From tapes and doctors' notes of Genie's first two months in the hospital, linguists later discerned that by January 1971 she knew her own name, the words mother and father, the four color words red, blue, green, and brown, the words no and sorry, and a few miscellaneous nouns such as jewelry box, door, and bunny. She also appeared to understand negative commands, and accordingly could discern a warning using a negation, although whether she understood them in the context of sentences was unclear. There was speculation, though no conclusive evidence, that she understood the intonation to indicate a yes or no question and that she understood imperative mood sentences based on tone of voice, but she otherwise lacked any grammar. Her active vocabulary at that time appeared to consist of just two short phrases, "stop it" and "no more", both of which she treated as individual words. Some doctors thought she may have spontaneously said a few other words or negative commands, as her very few vocalizations were extremely difficult to understand, but there was no record of them and no one could remember what they might have been. Linguists could not determine the extent of her expressive or receptive vocabulary at any point before then, and therefore did not know whether she acquired any or all of this language during the preceding two months at the hospital.

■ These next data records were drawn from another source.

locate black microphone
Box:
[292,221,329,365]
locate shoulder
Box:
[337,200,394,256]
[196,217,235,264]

Genie's comprehension and production of these few words demonstrated that she distinguished speech from other environmental sounds and could hear individual phonemes when listening to people talking, two critical early components of language acquisition. Nonetheless, based on their observations both Children's Hospital doctors and the linguists who later worked with her concluded that she had not acquired a first language during childhood. Due to the lack of physical or mental explanations for her lack of speech, Kent and Hansen attributed it to the extreme isolation of her childhood. Kent came away from his first encounters with Genie extremely pessimistic about her prognosis on all fronts.